Of course, reading stock charts is just one small part of evaluating potential investments. Other things you may want to consider could include looking into the company’s values and policies, taking a gander at the financial ratios, and taking advantage of the wealth of online tips and tools available to traders—all while keeping a critical eye and remembering that every investment is a risk.
It’s also important to keep in mind that even the “safest” investment will be vulnerable to market fluctuations, with some assets being riskier than others. Only you can ultimately decide how much risk you’ll tolerate in your portfolio.
If Reading Stock Charts Gives You a Headache, You Still Have Options
If reading stock charts makes you want to pull your eyeballs out… honestly, we get it. It’s a lot of information, and if you’re not a career day trader, chances are you have other things to spend your time and mental energy on.

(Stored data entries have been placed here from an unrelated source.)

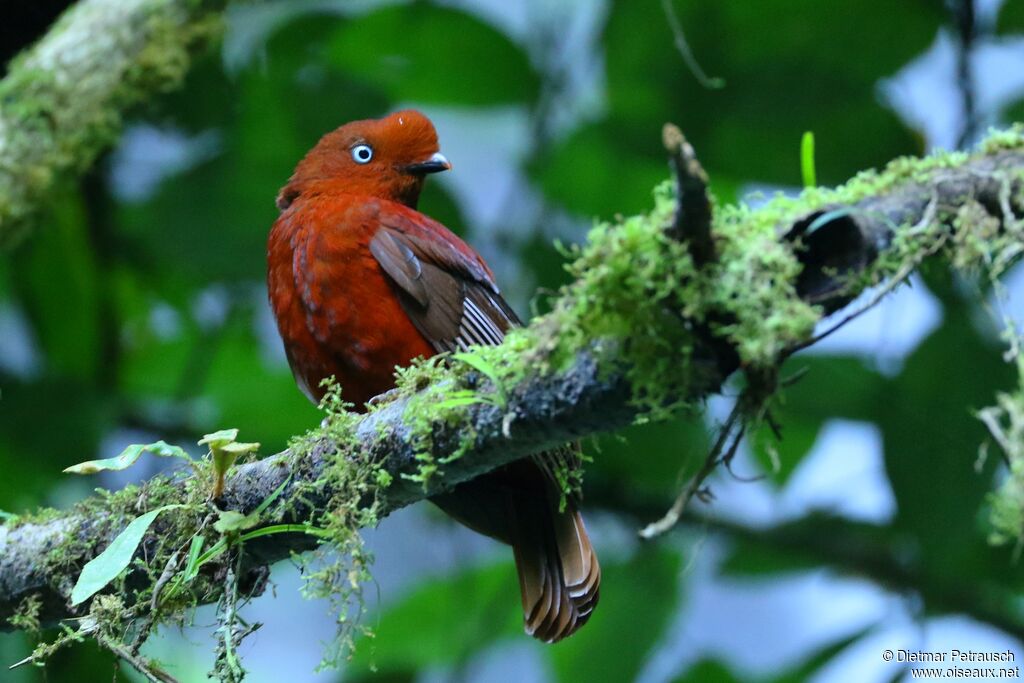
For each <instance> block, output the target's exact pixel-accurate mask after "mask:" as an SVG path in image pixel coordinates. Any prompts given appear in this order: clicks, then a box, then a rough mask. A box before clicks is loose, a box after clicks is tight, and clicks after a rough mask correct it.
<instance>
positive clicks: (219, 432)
mask: <svg viewBox="0 0 1024 683" xmlns="http://www.w3.org/2000/svg"><path fill="white" fill-rule="evenodd" d="M238 437H239V430H238V429H221V430H219V431H215V432H213V433H212V434H205V435H204V436H203V438H201V439H200V440H199V444H200V445H209V446H210V450H211V451H213V450H215V449H222V447H224V446H225V445H227V444H228V443H232V442H233V441H234V439H237V438H238Z"/></svg>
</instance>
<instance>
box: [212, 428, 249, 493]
mask: <svg viewBox="0 0 1024 683" xmlns="http://www.w3.org/2000/svg"><path fill="white" fill-rule="evenodd" d="M238 437H239V430H238V429H221V430H220V431H215V432H213V433H212V434H206V435H205V436H203V438H202V439H200V441H199V444H200V445H209V446H210V453H211V455H212V456H213V470H214V472H215V473H216V475H217V479H216V482H215V484H214V488H213V497H214V498H215V499H216V498H220V496H221V495H222V494H223V493H224V474H226V472H227V470H228V469H230V467H231V465H233V464H234V461H236V460H238V459H239V457H240V456H245V455H248V454H250V453H255V452H256V451H258V450H259V443H240V442H238V441H236V440H234V439H237V438H238Z"/></svg>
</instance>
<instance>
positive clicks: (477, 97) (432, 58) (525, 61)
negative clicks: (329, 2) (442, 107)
mask: <svg viewBox="0 0 1024 683" xmlns="http://www.w3.org/2000/svg"><path fill="white" fill-rule="evenodd" d="M399 36H400V39H397V37H399ZM456 37H458V38H456ZM329 59H330V62H331V63H332V65H333V66H334V67H336V68H340V69H343V70H345V71H346V72H347V73H349V74H351V75H353V76H357V77H358V78H360V79H362V80H364V81H366V82H368V83H373V84H374V85H376V86H377V87H380V88H382V89H384V90H385V91H386V92H387V94H388V95H389V96H390V97H391V99H392V100H396V101H409V100H414V101H419V102H431V103H453V104H477V105H481V104H488V105H493V104H503V103H511V102H529V101H532V100H534V99H535V98H536V96H537V92H538V77H537V75H536V73H535V72H534V70H532V68H531V67H530V63H529V60H528V59H527V58H526V54H525V53H524V52H523V51H522V50H521V49H520V48H519V47H518V46H517V45H516V44H515V43H513V42H512V41H510V40H509V39H508V37H506V36H505V34H503V33H501V32H500V31H497V30H496V29H494V28H493V27H490V26H488V25H486V24H484V23H482V22H480V20H479V19H478V18H475V17H474V16H471V15H470V14H469V13H467V12H464V11H461V10H458V9H450V8H447V7H440V6H438V5H434V4H431V3H427V2H417V3H413V4H410V5H401V6H395V7H386V8H384V9H379V10H377V11H375V12H373V13H371V14H366V15H362V16H358V17H355V18H353V19H352V20H351V22H349V23H346V24H345V25H344V26H343V27H342V28H341V29H339V30H338V31H337V33H336V34H335V36H334V38H333V39H332V42H331V49H330V52H329ZM483 65H486V68H481V66H483Z"/></svg>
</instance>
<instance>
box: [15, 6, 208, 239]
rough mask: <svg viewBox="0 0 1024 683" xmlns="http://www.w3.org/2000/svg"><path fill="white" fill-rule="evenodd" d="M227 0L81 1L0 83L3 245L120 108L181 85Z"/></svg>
mask: <svg viewBox="0 0 1024 683" xmlns="http://www.w3.org/2000/svg"><path fill="white" fill-rule="evenodd" d="M225 4H226V0H81V1H80V2H77V3H75V4H73V5H72V7H71V8H70V9H68V10H67V11H66V12H65V13H63V14H62V15H61V17H60V18H59V19H58V20H57V22H56V24H55V25H54V26H53V28H51V29H50V31H49V32H48V33H47V34H46V36H45V37H44V38H42V39H41V40H40V41H39V42H38V43H36V44H35V45H34V46H33V47H31V48H30V49H28V50H26V51H25V52H24V53H22V54H20V55H18V56H17V57H15V58H14V59H13V60H12V61H11V63H10V65H9V67H8V69H7V75H6V77H5V78H4V79H3V81H0V246H7V247H9V246H12V245H14V244H16V243H17V242H18V241H20V240H22V239H23V238H24V237H25V236H26V234H27V232H28V230H29V228H30V227H31V225H32V220H33V217H34V216H35V215H36V214H37V213H38V211H39V210H40V208H41V207H42V206H43V205H44V204H45V199H46V197H47V196H48V194H49V193H50V191H51V190H52V189H53V188H54V186H55V185H56V184H57V183H58V181H59V180H60V179H61V178H62V177H68V176H71V175H74V174H79V173H82V172H84V171H85V170H87V169H88V168H89V167H90V166H91V165H92V163H93V161H94V160H95V159H96V157H97V156H98V155H99V154H100V153H101V152H102V151H103V150H105V148H106V147H108V146H110V145H111V144H112V143H114V142H115V141H116V140H117V137H118V134H119V133H120V130H121V124H122V121H123V119H124V115H125V112H126V111H128V110H129V109H130V108H131V106H133V105H135V104H138V103H139V102H142V101H144V100H145V99H146V98H147V97H148V96H150V95H152V94H153V93H155V92H160V91H164V90H168V89H170V88H174V87H176V86H178V85H179V84H180V83H181V82H182V80H183V79H184V75H185V73H186V71H187V69H188V65H189V62H190V60H191V56H193V54H194V53H195V52H196V51H197V50H198V49H200V48H201V47H202V46H204V45H206V44H208V43H209V41H210V40H211V39H212V38H214V37H216V36H218V35H219V33H220V28H221V17H220V10H221V9H222V8H223V7H224V5H225Z"/></svg>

Fortunately, you don’t have to give up on investing entirely if you don’t want to become a stock-chart whisperer. There are plenty of other options to explore that can help you build a diversified, targeted portfolio and get you closer to achieving the goals you’ve set for your financial future.
Automated investing, or “robo-investing,” as it’s sometimes called, has created a whole new avenue for folks who want to put their money to work without making it into a personal project.
Using a combination of human-powered research and high-powered computer algorithms, automated investment platforms can allocate, track, and rebalance your assets without stress or strain on your.
SoFi Invest® offers an automated investment product that can help you plan for your financial goals and create a diversified portfolio to help get you there. (Plus, there are no SoFi management fees at all. Just sayin’.)
No matter what kind of investment strategy you decide is right for you,and whether or not you pour your heart into learning the ins and outs of reading stock charts, keep in mind that the magic of compound interest is powered by time—which means it may be in your best interest to start early.